И если Быков, заглядывая в «РС», видит там только выпущенные внутренности да разможжённые головы, но не видит глубокой гуманистической сути книги, её милосердия, сострадания, жалости, мучительных попыток автора осмыслить, осознать прошлое Родины и, в конце концов, покаяться, значит, он (Быков) не хочет видеть, не хочет понимать, значит, собственный пиар, состоящий в том, чтобы в оскорбительной форме охаять не только «РС», но и другие значимые книги (да хоть бы «Немцев» Терехова) – для него важнее. Конечно, общественные рейтинги легче и проще зарабатывать, критикуя «преступный путинский режим» да сочиняя вирши на злобу дня. Для объективной же оценки правды и публичного  признания её, нужно гражданское мужество. А вот во всеуслышание обвинить автора «РС» в мастурбации над выпущенными внутренностями гражданского мужества не нужно. Да и никакого мужества не нужно. Напротив – это трусливая позиция: делать вид, что ты будто бы не понял сути романа, горестно протестующего против любого насилия, против садистического быдла, которому сказали с самого верха политического Олимпа: «Всё дозволено!»

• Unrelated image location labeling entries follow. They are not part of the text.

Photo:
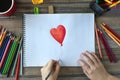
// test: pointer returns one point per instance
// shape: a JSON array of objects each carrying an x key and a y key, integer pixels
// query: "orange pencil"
[
  {"x": 3, "y": 36},
  {"x": 113, "y": 39},
  {"x": 117, "y": 39},
  {"x": 1, "y": 33},
  {"x": 114, "y": 4},
  {"x": 98, "y": 43},
  {"x": 17, "y": 68}
]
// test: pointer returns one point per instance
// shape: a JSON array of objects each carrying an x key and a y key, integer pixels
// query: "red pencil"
[
  {"x": 5, "y": 53},
  {"x": 109, "y": 49},
  {"x": 106, "y": 49},
  {"x": 98, "y": 43},
  {"x": 17, "y": 68},
  {"x": 113, "y": 32}
]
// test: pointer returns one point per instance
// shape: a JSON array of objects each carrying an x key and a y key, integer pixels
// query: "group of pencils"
[
  {"x": 101, "y": 34},
  {"x": 10, "y": 53},
  {"x": 108, "y": 4}
]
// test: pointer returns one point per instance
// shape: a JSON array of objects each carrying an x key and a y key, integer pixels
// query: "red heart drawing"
[{"x": 58, "y": 33}]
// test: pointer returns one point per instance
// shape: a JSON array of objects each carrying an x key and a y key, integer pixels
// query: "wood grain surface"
[{"x": 14, "y": 23}]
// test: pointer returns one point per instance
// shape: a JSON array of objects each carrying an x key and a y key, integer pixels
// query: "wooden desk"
[{"x": 14, "y": 24}]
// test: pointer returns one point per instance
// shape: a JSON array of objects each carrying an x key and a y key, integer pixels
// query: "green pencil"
[
  {"x": 10, "y": 57},
  {"x": 97, "y": 1},
  {"x": 13, "y": 70}
]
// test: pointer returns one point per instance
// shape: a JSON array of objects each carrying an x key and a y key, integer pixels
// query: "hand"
[
  {"x": 50, "y": 66},
  {"x": 93, "y": 68}
]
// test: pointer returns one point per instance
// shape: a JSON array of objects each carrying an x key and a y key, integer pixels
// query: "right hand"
[{"x": 50, "y": 66}]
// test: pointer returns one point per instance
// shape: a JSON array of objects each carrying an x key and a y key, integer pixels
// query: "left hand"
[
  {"x": 50, "y": 66},
  {"x": 93, "y": 68}
]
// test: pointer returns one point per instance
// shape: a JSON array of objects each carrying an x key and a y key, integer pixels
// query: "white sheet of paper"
[{"x": 40, "y": 46}]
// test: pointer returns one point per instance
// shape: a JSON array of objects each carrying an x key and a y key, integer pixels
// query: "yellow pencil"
[
  {"x": 98, "y": 43},
  {"x": 118, "y": 2},
  {"x": 117, "y": 39},
  {"x": 1, "y": 33},
  {"x": 2, "y": 38},
  {"x": 108, "y": 1},
  {"x": 113, "y": 39}
]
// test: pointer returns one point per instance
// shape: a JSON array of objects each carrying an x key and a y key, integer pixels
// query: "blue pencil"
[{"x": 3, "y": 47}]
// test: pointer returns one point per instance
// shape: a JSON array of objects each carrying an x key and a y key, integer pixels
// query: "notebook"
[{"x": 60, "y": 37}]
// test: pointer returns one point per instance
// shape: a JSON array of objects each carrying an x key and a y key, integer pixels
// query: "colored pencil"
[
  {"x": 14, "y": 66},
  {"x": 114, "y": 4},
  {"x": 6, "y": 52},
  {"x": 109, "y": 34},
  {"x": 98, "y": 43},
  {"x": 18, "y": 68},
  {"x": 3, "y": 36},
  {"x": 3, "y": 47},
  {"x": 10, "y": 57},
  {"x": 2, "y": 67},
  {"x": 115, "y": 37},
  {"x": 111, "y": 30},
  {"x": 103, "y": 42},
  {"x": 108, "y": 1},
  {"x": 109, "y": 49},
  {"x": 21, "y": 64}
]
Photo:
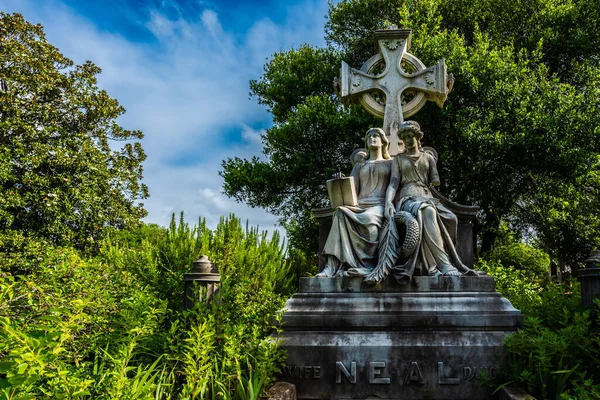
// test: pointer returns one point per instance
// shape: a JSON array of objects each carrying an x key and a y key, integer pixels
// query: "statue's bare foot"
[
  {"x": 327, "y": 272},
  {"x": 473, "y": 272},
  {"x": 452, "y": 273}
]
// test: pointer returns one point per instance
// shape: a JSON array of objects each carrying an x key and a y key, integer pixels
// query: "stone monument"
[{"x": 395, "y": 312}]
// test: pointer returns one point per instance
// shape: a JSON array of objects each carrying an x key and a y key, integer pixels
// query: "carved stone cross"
[{"x": 395, "y": 72}]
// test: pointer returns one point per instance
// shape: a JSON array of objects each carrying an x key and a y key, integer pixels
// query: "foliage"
[
  {"x": 515, "y": 285},
  {"x": 556, "y": 354},
  {"x": 523, "y": 257},
  {"x": 560, "y": 360},
  {"x": 110, "y": 327},
  {"x": 518, "y": 135},
  {"x": 59, "y": 178}
]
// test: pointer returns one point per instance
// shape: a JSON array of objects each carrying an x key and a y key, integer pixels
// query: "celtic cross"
[{"x": 395, "y": 72}]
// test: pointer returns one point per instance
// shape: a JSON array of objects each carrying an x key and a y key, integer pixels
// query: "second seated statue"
[{"x": 409, "y": 197}]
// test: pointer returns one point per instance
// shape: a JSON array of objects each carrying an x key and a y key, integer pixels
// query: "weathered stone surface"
[
  {"x": 431, "y": 83},
  {"x": 281, "y": 391},
  {"x": 418, "y": 284},
  {"x": 428, "y": 340},
  {"x": 513, "y": 393}
]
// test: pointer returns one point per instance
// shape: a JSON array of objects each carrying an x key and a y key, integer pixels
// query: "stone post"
[
  {"x": 201, "y": 283},
  {"x": 589, "y": 278}
]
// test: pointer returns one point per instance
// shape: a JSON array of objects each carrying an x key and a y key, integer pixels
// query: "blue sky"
[{"x": 181, "y": 68}]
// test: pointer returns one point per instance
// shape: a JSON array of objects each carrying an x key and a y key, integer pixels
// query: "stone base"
[{"x": 432, "y": 339}]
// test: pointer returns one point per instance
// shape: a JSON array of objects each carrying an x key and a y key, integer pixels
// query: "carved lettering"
[
  {"x": 375, "y": 369},
  {"x": 470, "y": 373},
  {"x": 443, "y": 379},
  {"x": 493, "y": 372},
  {"x": 340, "y": 369},
  {"x": 302, "y": 371},
  {"x": 306, "y": 372},
  {"x": 413, "y": 374}
]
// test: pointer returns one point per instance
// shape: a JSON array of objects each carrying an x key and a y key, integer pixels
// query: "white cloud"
[
  {"x": 185, "y": 93},
  {"x": 252, "y": 136}
]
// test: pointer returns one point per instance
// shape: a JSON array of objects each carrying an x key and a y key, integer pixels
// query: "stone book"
[{"x": 342, "y": 192}]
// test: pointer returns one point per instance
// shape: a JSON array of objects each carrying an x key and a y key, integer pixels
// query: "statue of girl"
[
  {"x": 352, "y": 245},
  {"x": 413, "y": 173}
]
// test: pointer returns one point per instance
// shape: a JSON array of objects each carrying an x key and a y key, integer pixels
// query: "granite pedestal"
[{"x": 432, "y": 339}]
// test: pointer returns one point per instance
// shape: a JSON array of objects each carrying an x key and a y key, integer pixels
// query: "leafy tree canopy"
[
  {"x": 518, "y": 135},
  {"x": 60, "y": 180}
]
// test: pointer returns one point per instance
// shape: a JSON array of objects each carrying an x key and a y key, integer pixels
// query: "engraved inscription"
[
  {"x": 443, "y": 379},
  {"x": 340, "y": 369},
  {"x": 413, "y": 374},
  {"x": 384, "y": 373},
  {"x": 302, "y": 371},
  {"x": 470, "y": 373},
  {"x": 376, "y": 369}
]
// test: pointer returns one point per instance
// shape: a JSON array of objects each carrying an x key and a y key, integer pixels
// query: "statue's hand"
[{"x": 389, "y": 210}]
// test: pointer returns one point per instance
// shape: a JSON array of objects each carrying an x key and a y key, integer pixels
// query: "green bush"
[
  {"x": 515, "y": 285},
  {"x": 556, "y": 355},
  {"x": 523, "y": 257},
  {"x": 113, "y": 327}
]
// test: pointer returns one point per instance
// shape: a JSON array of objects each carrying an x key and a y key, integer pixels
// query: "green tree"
[
  {"x": 518, "y": 135},
  {"x": 60, "y": 180}
]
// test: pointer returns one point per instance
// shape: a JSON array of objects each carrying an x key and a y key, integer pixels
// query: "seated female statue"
[
  {"x": 352, "y": 244},
  {"x": 413, "y": 172}
]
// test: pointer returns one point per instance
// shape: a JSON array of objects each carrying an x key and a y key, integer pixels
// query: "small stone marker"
[
  {"x": 402, "y": 72},
  {"x": 201, "y": 283},
  {"x": 589, "y": 277}
]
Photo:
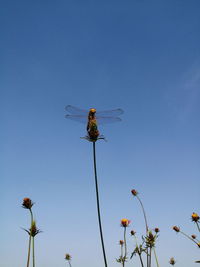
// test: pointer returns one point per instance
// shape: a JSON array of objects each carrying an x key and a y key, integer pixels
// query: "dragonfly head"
[{"x": 93, "y": 110}]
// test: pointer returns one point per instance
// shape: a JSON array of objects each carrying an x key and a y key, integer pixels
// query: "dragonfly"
[{"x": 92, "y": 119}]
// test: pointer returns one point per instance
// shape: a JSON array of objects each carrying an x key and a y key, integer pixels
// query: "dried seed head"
[
  {"x": 27, "y": 203},
  {"x": 134, "y": 192},
  {"x": 125, "y": 222},
  {"x": 68, "y": 257},
  {"x": 195, "y": 217},
  {"x": 172, "y": 261},
  {"x": 176, "y": 229}
]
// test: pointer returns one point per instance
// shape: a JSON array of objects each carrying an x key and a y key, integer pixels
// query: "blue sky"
[{"x": 141, "y": 56}]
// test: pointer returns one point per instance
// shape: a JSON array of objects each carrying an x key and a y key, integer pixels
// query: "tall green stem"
[
  {"x": 98, "y": 206},
  {"x": 189, "y": 237},
  {"x": 29, "y": 251},
  {"x": 29, "y": 243},
  {"x": 156, "y": 257},
  {"x": 150, "y": 256},
  {"x": 33, "y": 251},
  {"x": 145, "y": 219},
  {"x": 198, "y": 226},
  {"x": 139, "y": 252}
]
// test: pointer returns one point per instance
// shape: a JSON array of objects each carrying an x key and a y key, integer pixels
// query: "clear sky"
[{"x": 141, "y": 56}]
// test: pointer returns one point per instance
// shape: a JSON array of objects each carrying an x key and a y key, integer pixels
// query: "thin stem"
[
  {"x": 98, "y": 207},
  {"x": 125, "y": 247},
  {"x": 145, "y": 219},
  {"x": 122, "y": 252},
  {"x": 188, "y": 237},
  {"x": 144, "y": 213},
  {"x": 198, "y": 226},
  {"x": 29, "y": 251},
  {"x": 156, "y": 257},
  {"x": 141, "y": 260},
  {"x": 150, "y": 257},
  {"x": 139, "y": 253},
  {"x": 33, "y": 251},
  {"x": 29, "y": 243}
]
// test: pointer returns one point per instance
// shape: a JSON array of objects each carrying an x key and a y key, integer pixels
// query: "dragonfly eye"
[{"x": 93, "y": 110}]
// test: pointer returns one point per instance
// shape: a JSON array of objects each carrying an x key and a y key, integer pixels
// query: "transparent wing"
[
  {"x": 79, "y": 118},
  {"x": 105, "y": 120},
  {"x": 76, "y": 111},
  {"x": 110, "y": 113}
]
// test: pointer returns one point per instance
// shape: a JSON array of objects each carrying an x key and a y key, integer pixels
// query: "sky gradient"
[{"x": 141, "y": 56}]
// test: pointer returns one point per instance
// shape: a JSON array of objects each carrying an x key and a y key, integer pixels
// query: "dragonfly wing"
[
  {"x": 76, "y": 111},
  {"x": 104, "y": 120},
  {"x": 79, "y": 118},
  {"x": 110, "y": 113}
]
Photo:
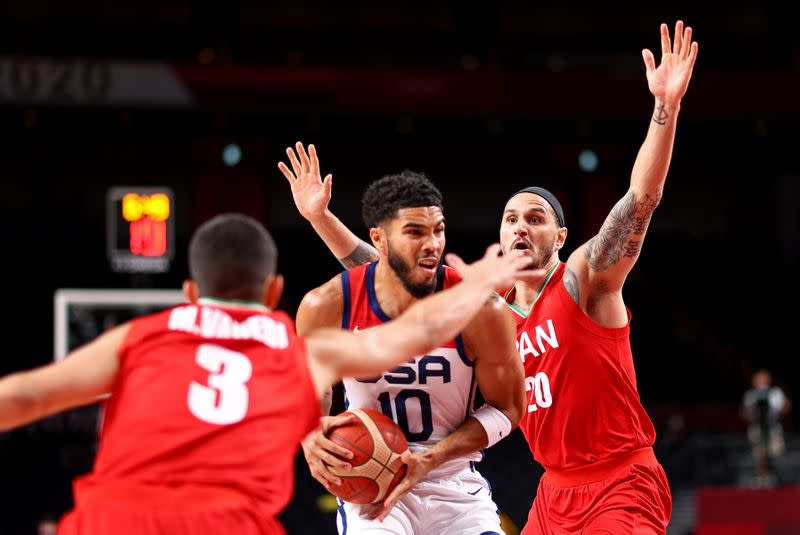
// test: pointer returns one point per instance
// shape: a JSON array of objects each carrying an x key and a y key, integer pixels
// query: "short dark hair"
[
  {"x": 231, "y": 256},
  {"x": 386, "y": 196}
]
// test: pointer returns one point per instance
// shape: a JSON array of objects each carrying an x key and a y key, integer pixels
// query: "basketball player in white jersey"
[{"x": 431, "y": 397}]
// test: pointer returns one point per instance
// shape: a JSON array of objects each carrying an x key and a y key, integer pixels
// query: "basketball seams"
[
  {"x": 379, "y": 470},
  {"x": 381, "y": 450}
]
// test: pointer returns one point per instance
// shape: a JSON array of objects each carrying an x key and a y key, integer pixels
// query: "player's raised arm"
[
  {"x": 79, "y": 379},
  {"x": 423, "y": 326},
  {"x": 312, "y": 195},
  {"x": 602, "y": 264}
]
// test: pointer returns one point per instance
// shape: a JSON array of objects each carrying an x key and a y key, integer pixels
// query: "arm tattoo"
[
  {"x": 629, "y": 218},
  {"x": 362, "y": 254},
  {"x": 661, "y": 115},
  {"x": 571, "y": 284}
]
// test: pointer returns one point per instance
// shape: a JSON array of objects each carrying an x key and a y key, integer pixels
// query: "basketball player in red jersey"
[
  {"x": 209, "y": 400},
  {"x": 584, "y": 420},
  {"x": 431, "y": 397}
]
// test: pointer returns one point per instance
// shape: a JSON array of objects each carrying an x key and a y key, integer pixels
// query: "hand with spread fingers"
[
  {"x": 311, "y": 194},
  {"x": 670, "y": 80}
]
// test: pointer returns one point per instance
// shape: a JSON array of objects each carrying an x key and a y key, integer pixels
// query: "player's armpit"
[
  {"x": 490, "y": 341},
  {"x": 321, "y": 307},
  {"x": 79, "y": 379}
]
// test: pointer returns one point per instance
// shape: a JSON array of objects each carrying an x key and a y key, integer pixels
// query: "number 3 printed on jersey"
[
  {"x": 539, "y": 388},
  {"x": 225, "y": 398}
]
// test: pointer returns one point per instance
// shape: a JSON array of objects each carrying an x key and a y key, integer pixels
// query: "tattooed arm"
[
  {"x": 312, "y": 195},
  {"x": 597, "y": 270}
]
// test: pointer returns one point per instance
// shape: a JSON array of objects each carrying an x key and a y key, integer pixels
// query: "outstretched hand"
[
  {"x": 670, "y": 80},
  {"x": 311, "y": 194},
  {"x": 501, "y": 271}
]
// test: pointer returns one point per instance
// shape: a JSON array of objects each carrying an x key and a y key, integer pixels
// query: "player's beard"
[
  {"x": 403, "y": 269},
  {"x": 540, "y": 256}
]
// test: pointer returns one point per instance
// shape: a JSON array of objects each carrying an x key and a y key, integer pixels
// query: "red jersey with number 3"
[
  {"x": 212, "y": 394},
  {"x": 583, "y": 405}
]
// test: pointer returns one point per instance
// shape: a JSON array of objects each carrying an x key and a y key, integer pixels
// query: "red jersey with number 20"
[
  {"x": 216, "y": 395},
  {"x": 583, "y": 405}
]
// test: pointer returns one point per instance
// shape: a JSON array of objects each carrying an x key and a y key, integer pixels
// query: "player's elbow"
[
  {"x": 19, "y": 402},
  {"x": 516, "y": 411}
]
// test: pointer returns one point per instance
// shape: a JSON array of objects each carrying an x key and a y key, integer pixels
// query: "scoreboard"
[{"x": 140, "y": 229}]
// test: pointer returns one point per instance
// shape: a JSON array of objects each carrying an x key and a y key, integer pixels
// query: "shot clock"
[{"x": 140, "y": 229}]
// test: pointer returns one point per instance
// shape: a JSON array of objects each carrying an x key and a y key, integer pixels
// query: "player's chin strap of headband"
[{"x": 496, "y": 424}]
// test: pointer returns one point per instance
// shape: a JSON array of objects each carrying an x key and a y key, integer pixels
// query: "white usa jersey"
[{"x": 430, "y": 396}]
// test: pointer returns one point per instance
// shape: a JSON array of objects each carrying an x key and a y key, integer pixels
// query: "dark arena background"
[{"x": 196, "y": 102}]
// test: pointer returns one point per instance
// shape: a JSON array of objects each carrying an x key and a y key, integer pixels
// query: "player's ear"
[
  {"x": 561, "y": 237},
  {"x": 379, "y": 241},
  {"x": 191, "y": 291},
  {"x": 273, "y": 289}
]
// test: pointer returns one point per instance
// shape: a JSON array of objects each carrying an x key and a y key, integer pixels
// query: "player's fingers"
[
  {"x": 298, "y": 170},
  {"x": 687, "y": 41},
  {"x": 666, "y": 47},
  {"x": 678, "y": 39},
  {"x": 332, "y": 460},
  {"x": 341, "y": 420},
  {"x": 301, "y": 153},
  {"x": 693, "y": 54},
  {"x": 312, "y": 155},
  {"x": 324, "y": 444},
  {"x": 325, "y": 476},
  {"x": 455, "y": 262},
  {"x": 649, "y": 60},
  {"x": 285, "y": 170}
]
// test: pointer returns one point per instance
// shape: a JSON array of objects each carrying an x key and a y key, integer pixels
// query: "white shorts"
[{"x": 460, "y": 504}]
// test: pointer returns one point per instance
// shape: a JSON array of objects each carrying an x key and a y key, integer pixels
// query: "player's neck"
[
  {"x": 526, "y": 292},
  {"x": 390, "y": 292}
]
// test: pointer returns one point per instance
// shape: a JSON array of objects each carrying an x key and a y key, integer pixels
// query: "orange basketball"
[{"x": 376, "y": 442}]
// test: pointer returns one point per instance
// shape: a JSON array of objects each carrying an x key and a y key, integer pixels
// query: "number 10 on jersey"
[{"x": 404, "y": 402}]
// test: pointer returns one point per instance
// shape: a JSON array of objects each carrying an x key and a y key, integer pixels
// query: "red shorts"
[
  {"x": 132, "y": 509},
  {"x": 621, "y": 496}
]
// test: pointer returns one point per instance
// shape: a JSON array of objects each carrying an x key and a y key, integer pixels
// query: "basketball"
[{"x": 376, "y": 442}]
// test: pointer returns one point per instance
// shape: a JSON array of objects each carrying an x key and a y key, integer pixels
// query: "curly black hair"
[
  {"x": 231, "y": 256},
  {"x": 386, "y": 196}
]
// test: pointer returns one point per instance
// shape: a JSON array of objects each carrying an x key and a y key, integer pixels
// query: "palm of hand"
[
  {"x": 309, "y": 195},
  {"x": 670, "y": 80}
]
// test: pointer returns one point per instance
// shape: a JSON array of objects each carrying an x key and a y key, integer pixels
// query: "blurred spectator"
[
  {"x": 763, "y": 406},
  {"x": 47, "y": 526}
]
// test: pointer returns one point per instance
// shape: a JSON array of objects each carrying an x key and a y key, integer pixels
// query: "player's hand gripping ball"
[{"x": 376, "y": 442}]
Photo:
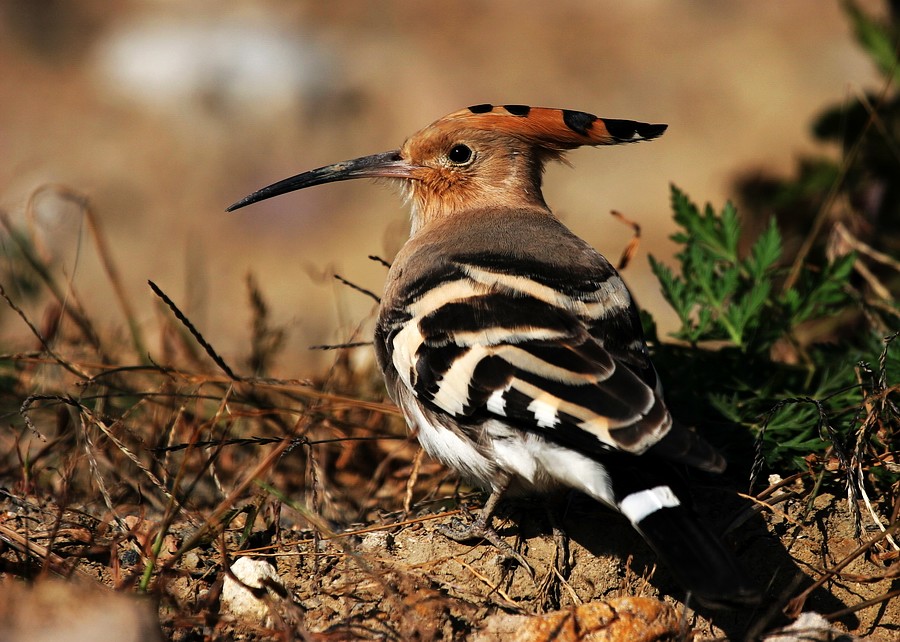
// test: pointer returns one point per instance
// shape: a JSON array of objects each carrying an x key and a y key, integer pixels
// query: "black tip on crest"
[{"x": 626, "y": 130}]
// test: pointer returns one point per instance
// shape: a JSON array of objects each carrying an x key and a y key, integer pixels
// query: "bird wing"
[{"x": 496, "y": 338}]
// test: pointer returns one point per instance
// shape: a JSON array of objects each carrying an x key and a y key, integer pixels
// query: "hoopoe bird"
[{"x": 514, "y": 349}]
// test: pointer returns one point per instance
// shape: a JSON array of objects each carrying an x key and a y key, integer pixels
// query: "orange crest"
[{"x": 552, "y": 128}]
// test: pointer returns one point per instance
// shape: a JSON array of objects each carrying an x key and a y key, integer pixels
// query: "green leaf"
[{"x": 874, "y": 38}]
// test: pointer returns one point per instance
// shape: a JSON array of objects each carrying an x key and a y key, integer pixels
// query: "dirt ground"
[
  {"x": 129, "y": 478},
  {"x": 351, "y": 533}
]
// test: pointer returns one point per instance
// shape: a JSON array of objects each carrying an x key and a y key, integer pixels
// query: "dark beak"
[{"x": 384, "y": 165}]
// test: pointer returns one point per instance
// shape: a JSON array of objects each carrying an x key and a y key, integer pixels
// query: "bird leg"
[{"x": 481, "y": 528}]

Д. Быков упрекает «РС» в наследовании Бабелю, Зазубрину, Шолохову, Акутагаве (как другие рецензенты упрекают его в наследовании Трифонову, Давыдову, Зощенко, Фадееву, Аксенову, Лоренсу Дареллу), но, во-первых, любой писатель стоит на чьих-то плечах, а во-вторых, что плохого в том, что потомки развивают достижения и идеи предшественников? Не слишком ли, кстати, многих ставят за мою спину? И почему никто из тех, кто упрекает автора «РС» в «похожести» на кого-то, не замечает, что стилизация – один из главных приёмов романа, причём, стилизация, использующая не конкретных литераторов, а параллельные пласты русского языка? Не хотят рецензенты ничего видеть, не желают! А может, не могут? Боже, какая крамольная мысль! Неужели прославленные писатели  и критики не замечают очевидного? С прискорбием приходится признать – не замечают, ведь формальный приём прямо, если не сказать - прямолинейно и декларативно -  описан в конце романа. Впрочем, наверное, не все его прочитали до конца. А чего читать – роман большой, в начале написано про пытки, ну, стало быть, и в конце будет про то же…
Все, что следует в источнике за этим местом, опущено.